Having read Bruce Lockhart’s autobiography I’m now about halfway through Clifford Kinvig’s military history of the British intervention in post 1917 Russia.
It’s a sorry tale of how what started as an effort to stiffen the Kerensky government’s resolve to continue Russia’s participation in the first world war morphed from a straightforward military assistance mission into a badly thought out and under resourced effort to support the White forces in the post revolutionary civil war, principally Denikin in the south and the pro-SR pro-Menshevik government in Archangel.

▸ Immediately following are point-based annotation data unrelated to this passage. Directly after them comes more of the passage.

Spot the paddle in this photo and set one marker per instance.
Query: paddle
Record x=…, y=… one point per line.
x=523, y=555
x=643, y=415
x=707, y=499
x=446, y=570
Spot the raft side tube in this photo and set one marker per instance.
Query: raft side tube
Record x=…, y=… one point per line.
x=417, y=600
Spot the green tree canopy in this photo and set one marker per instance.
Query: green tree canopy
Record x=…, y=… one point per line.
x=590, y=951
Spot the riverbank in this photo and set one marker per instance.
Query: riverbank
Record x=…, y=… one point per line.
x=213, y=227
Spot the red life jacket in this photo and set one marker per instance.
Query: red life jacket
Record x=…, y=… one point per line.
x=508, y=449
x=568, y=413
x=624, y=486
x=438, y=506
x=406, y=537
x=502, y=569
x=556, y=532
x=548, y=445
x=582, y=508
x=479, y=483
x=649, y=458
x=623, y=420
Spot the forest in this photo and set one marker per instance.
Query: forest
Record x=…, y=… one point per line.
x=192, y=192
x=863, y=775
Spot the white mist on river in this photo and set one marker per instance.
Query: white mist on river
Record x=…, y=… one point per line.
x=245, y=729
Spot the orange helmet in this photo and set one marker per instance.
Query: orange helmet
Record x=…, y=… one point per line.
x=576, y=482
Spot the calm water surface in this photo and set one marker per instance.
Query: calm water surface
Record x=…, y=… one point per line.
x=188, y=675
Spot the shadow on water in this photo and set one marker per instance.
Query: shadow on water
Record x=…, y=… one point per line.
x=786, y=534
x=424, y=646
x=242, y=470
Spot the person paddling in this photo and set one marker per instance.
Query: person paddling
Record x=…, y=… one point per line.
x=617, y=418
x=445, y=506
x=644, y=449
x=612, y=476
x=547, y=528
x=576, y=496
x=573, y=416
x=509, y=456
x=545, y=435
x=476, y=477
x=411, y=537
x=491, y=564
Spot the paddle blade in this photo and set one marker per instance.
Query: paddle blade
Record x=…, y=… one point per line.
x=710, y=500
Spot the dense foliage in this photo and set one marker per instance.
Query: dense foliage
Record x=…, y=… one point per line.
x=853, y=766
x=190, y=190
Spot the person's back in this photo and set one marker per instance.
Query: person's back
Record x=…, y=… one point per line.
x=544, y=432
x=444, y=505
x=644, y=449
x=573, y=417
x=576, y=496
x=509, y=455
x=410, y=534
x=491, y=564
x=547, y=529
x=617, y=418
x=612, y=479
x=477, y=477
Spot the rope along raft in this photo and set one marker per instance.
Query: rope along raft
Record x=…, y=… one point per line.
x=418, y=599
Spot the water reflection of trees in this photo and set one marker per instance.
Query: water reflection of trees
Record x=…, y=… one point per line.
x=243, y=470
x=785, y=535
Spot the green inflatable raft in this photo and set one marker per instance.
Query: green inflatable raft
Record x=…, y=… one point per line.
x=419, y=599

While Britain did lend support to the provisional government in Omsk and to Kolchak after his coup support was on a much smaller scale, and essentially confined to military and political advisers. The Americans, Canadians, and of course the Japanese were much more involved as they had easier geographic access to Vladivostok, which was the only way of sending supplies to the Omsk government.
One of the other themes to emerge is the mutinous state of some of the British soldiers – war weary and expecting to be demobbed they were less than charmed to be shipped off to somewhere far away, hostile, and in the case Archangel, cold. Ben Isitt details similar rebelliousness on the part of the Canadian forces in the east.
The other real themes are that the British never really reached an internal consensus as to why they were in Russia and what they hoped to accomplish
Initially it was to stop valuable supplies falling into the hands of the German forces after the treaty of Brest Litovsk. Somewhere it turned into first protecting these supplies from the Bolshevik government and then into something more than tacitly supporting the White forces.
Supporting the White forces was in itself problematical as there was no coherent opposition – Russia had fractured into a set of polities and armies with changing allegiances. Of the opposition, the Omsk government looked the most plausible but even then they lacked a coherent plan. Bernard Pares, who was attached to the British mission to the Omsk government was more than a little scathing about their organisational abilities, or their ability to cope with the new realities
The incoherence of the opposition is what of course allowed the Bolsehvik government to prevail – not only did it control the two largest cities, and consequently industrial centres, they managed to build an army, hold on to a degree of popular support, and manage to pick off the opposing polities one by one.
Trotsky once said that during the revolution power fell into the streets. The Bolshevik achievement was putting an end to the chaos.
There are implications for the wars and civil wars of our time. In Afghanistan we see a government ridden by factionalism, unable to maintain order and reliant on foreign forces for its existence. In the Middle East we see governments unable to govern and opposition factions unable to maintain even a facade of unity.